TYPES OF DEALS REVIEWED
All investments in sectors under the approval route are reviewed. Proposed investments in certain sectors such as defense, broadcasting and telecommunication also go through an additional layer of security clearance from the Ministry of Home Affairs. And again, all investments from countries that share a land border with India are subject to review by the DPIIT and the Competent Authority.
FDI by Non-Resident Indians (NRIs) is regulated by separate regulations and this note does not cover such regulations.
SCOPE OF REVIEW
The criteria for review are broad, and all aspects of each application are considered part of the review. The government has wide discretion to grant or reject an approval. The DPIIT and Competent Authority consider the reputation of the foreign investor, its history of owning and operating similar investments, national security and the overall impact of the proposed investment on the national interest.
TRENDS IN THE REVIEW PROCESS
The approval process was revamped in 2017 to establish the Foreign Investment Facilitation Portal, which serves as a single window for prospective investors to communicate with the GOI. The DPIIT has been tasked with the responsibility of facilitating FDI. The DPIIT's concurrence is mandatory for a Competent Authority to reject an application or to impose any additional conditions not provided in the FDI Policy or applicable law.
The GOI has not laid out specific criteria for evaluation of investments, and appears to be mainly concerned with national security. With the heightened scrutiny, direct investments by Chinese investors and transactions with significant indirect participation of Chinese investors are being put on hold while awaiting more specific guidance from the GOI on Press Note 3. While a number of applications have been filed under Press Note 3, until date only a limited number of proposals have received approval.
REVIEW PROCESS TIMELINE
The DPIIT, along with the relevant Competent Authority, is required to make its decision within eight to 10 weeks after receiving an application. A single governmental department relevant to the sector (subject to security clearance, if applicable) identified by the DPIIT is required to take the lead in processing the application.
All applications under Press Note 3 require security clearance, which coupled with the increased scrutiny involved in such applications, almost always results in a significantly elongated approval timeline.
2021 UPDATE HIGHLIGHTS
The GOI is yet to issue any formal clarifications on the scope of Press Note 3 and the criteria for evaluation of applications for approval under Press Note 3.

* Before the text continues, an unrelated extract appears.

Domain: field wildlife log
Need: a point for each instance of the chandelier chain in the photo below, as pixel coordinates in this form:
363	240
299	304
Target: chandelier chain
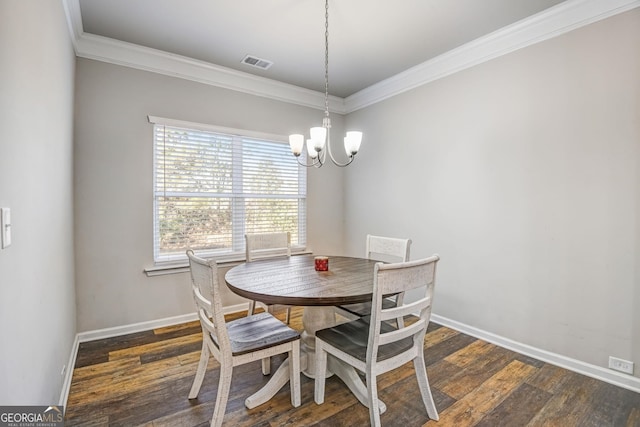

However, the GOI did introduce several progressive changes to the FDI Policy. In particular:
- In a long-awaited move, the cap for FDI (under the automatic route) in insurance companies has been increased from 49 percent to 74 percent; non-investors will now be able to exercise a greater degree of control over Indian insurance companies, although the increase in FDI limits has been accompanied by certain additional conditions (including, among others, the requirement of a majority of the board of directors of an insurance company to be constituted of Indian resident individuals, inclusion of independent directors on boards of insurance companies and solvency-linked restrictions on dividend payments)
- The FDI cap in the telecom sector (under the automatic route) has been increased from 49 percent to 100 percent, to accompany other major structural and process reforms for the telecom sector, which are primarily aimed at increasing liquidity and reducing the regulatory burden of the telecom sector
The changes to the FDI Policy are expected to drive significant inbound investments in the strategically important sectors of insurance and telecom.